In the Analytics tag, the important part is the firing rule. See how you’re waiting both for the gtm.linkClick event and for the element ID macro to match a certain DOM element? This is to prevent the event firing when all links are clicked. Instead, now it identifies the DOM element ID (using the Auto-Event Variable of the macro) where the click event occurred (#backtotoplink).

So now you have an event sent each time the Back to top link is clicked. Remember, again, to check the Network data:

Click listener

This is pretty much the same as the previous tutorial, but the crucial difference is that the Click listener listens to all click events on your page.

The scenario is classic landing page optimization: I have a (fictional) blog home page, where article headings are just plain text, not actual links to the articles themselves. I want to employ the click listener to check how many people try to click the heading in vain.

Steps:

  • Create a new click listener tag:
  • Create a macro for all classes (we use this to identify the headings):
  • Create a rule which waits for a click to the .title DOM element:
  • Create a new Universal Analytics tag:
  • Save container version
  • Publish container

Here the important thing is to create a rule which waits for the gtm.click event (which means that a click has occurred, thanks to the Click listener) and which requires that the click occur on a DOM element with the class of title, which happens to be the class of the headings on the home page.

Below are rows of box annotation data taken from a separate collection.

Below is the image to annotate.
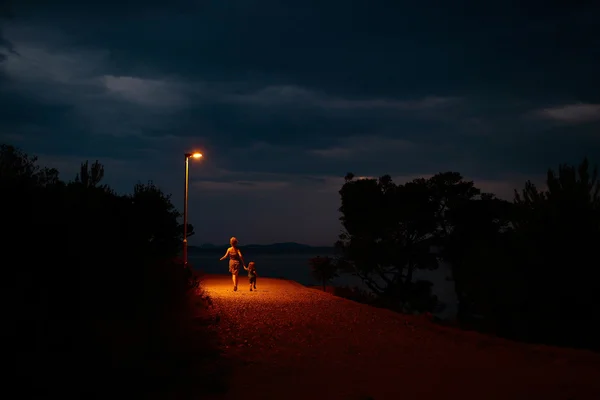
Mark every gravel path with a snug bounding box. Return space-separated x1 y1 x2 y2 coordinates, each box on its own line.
203 275 600 400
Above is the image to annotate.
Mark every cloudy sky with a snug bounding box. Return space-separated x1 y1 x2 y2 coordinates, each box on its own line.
0 0 600 245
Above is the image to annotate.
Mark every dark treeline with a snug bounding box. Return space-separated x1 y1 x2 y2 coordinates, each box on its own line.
0 145 221 398
328 159 600 349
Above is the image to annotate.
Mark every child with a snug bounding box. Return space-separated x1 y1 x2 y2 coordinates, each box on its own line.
219 237 248 292
244 261 258 291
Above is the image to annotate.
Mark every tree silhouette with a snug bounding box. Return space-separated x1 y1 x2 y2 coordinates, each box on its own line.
75 160 104 187
308 256 338 292
0 145 210 397
513 158 600 345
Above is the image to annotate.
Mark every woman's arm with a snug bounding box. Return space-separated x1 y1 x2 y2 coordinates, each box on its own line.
219 247 231 261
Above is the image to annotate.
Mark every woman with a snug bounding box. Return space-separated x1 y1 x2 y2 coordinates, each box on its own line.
219 237 246 291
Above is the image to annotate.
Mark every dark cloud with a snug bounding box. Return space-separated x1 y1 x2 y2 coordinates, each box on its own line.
0 0 600 244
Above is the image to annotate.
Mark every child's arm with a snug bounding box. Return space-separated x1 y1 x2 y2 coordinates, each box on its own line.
238 249 248 269
219 249 229 261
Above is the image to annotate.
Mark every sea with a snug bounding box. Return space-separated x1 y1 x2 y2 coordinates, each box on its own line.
188 247 457 319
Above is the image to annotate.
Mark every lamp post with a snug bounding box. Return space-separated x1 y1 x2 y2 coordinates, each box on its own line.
183 152 202 268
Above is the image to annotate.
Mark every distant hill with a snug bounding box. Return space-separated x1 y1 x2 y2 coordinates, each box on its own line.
195 242 312 249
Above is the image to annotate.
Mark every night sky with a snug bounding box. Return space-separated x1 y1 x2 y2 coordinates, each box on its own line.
0 0 600 245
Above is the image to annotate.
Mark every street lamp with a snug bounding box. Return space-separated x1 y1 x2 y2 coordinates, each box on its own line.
183 152 202 267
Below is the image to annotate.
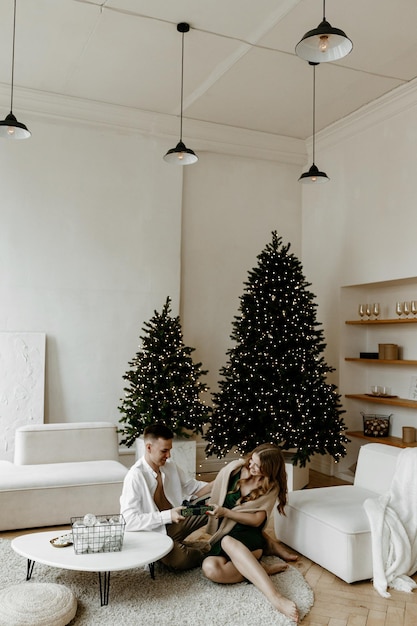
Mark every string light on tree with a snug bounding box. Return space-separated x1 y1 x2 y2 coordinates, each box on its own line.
119 298 211 447
205 231 348 466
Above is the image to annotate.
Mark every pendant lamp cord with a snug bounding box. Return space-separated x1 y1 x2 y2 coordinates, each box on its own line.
10 0 16 113
179 30 184 141
313 65 316 163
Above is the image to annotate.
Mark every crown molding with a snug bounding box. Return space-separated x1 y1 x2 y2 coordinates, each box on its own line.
314 73 417 151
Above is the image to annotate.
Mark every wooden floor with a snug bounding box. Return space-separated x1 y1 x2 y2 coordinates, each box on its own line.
0 470 417 626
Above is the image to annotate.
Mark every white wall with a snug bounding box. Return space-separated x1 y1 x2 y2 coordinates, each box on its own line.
302 83 417 476
181 152 301 391
0 117 182 422
0 100 304 423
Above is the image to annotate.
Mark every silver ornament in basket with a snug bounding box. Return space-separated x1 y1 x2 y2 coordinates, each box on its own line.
71 513 126 554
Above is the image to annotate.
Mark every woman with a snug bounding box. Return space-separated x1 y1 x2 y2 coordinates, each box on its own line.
202 444 298 623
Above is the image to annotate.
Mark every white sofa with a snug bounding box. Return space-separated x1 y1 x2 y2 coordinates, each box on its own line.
274 443 401 583
0 422 127 530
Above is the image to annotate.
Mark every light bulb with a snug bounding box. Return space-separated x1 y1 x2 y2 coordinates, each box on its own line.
319 35 329 53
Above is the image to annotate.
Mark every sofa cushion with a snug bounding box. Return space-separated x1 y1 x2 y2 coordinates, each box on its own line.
0 461 127 491
286 485 376 534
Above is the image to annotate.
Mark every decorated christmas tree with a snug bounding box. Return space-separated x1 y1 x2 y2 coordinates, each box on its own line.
119 298 211 447
205 232 348 466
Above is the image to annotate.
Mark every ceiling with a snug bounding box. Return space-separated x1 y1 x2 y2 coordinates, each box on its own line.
0 0 417 141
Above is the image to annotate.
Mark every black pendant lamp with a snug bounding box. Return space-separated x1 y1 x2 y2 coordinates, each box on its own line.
298 62 330 185
164 22 198 165
0 0 31 139
295 0 353 63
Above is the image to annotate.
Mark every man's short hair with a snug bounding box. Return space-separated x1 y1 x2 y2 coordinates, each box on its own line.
143 423 174 441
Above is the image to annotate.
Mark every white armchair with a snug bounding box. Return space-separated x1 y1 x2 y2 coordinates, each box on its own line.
274 443 401 583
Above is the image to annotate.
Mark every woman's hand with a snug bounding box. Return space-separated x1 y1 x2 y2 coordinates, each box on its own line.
207 504 229 519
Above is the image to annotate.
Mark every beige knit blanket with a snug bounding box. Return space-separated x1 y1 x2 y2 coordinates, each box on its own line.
206 459 278 545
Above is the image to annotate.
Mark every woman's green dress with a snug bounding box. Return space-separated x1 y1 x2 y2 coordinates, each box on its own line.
204 472 266 559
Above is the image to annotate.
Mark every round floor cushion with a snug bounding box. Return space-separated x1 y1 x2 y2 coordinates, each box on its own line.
0 582 77 626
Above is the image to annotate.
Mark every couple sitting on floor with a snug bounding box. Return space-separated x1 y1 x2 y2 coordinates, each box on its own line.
120 424 298 622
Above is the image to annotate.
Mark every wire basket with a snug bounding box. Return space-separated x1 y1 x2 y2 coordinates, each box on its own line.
361 412 392 437
71 513 126 554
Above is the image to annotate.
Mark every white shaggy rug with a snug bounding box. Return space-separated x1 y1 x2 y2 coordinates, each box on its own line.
0 539 314 626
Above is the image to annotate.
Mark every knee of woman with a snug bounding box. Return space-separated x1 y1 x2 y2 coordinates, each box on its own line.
220 535 235 552
201 557 218 581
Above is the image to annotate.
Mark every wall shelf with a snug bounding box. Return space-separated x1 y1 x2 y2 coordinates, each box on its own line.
345 430 417 448
345 317 417 326
345 356 417 365
345 393 417 409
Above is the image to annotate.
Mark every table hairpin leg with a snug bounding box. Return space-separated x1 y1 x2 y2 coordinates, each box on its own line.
26 559 35 580
98 572 110 606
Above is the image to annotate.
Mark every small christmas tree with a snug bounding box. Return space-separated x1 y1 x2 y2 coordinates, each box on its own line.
119 297 211 447
205 232 349 467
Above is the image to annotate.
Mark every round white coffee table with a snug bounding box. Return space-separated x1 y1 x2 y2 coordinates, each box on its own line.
11 530 173 606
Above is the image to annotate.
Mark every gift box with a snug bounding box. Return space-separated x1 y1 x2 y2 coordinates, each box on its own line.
361 413 392 437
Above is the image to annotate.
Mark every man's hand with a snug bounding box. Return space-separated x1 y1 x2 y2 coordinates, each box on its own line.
171 506 185 524
207 504 224 519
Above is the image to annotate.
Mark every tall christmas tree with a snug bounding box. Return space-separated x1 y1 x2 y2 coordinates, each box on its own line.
205 232 349 466
119 297 211 447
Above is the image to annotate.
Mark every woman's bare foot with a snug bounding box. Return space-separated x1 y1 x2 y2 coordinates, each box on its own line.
264 534 298 561
261 563 288 576
273 595 299 624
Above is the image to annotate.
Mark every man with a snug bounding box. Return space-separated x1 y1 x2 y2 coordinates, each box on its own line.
120 424 211 570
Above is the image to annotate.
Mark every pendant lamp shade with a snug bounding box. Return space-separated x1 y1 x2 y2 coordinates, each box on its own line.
0 0 31 139
295 0 353 63
164 22 198 165
298 163 330 185
298 62 330 185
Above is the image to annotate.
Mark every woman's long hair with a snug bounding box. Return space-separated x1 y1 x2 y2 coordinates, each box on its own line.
232 443 288 515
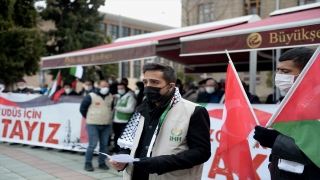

Check the implementation in Firebug:

Auto-event tracking conclusions

Well it’s a nice feature, that’s for sure.

At the moment, implementing listeners requires the following general steps:

  1. Create a tag which acts as the listener and pushes the appropriate gtm event into the data layer as soon as the operation occurs
  2. Create a tag which fires as soon as the gtm event occurs and sends the data to Analytics

If you want to be more specific, i.e. wait for clicks on specific DOM elements, you need to create a macro which binds the auto-event variable in the data layer.

I’d also like to see the auto-event variables as default macros (similar to {{url}}) in the system.

Auto-event tracking is a good addition to Google Tag Manager, and it removes a lot of hassle with custom HTML code. However, it’s no a be-all and end-all solution, and there’s still a lot of manual work involved if you want to do anything more complicated (cross-event dependencies, complex chaining of events and so forth).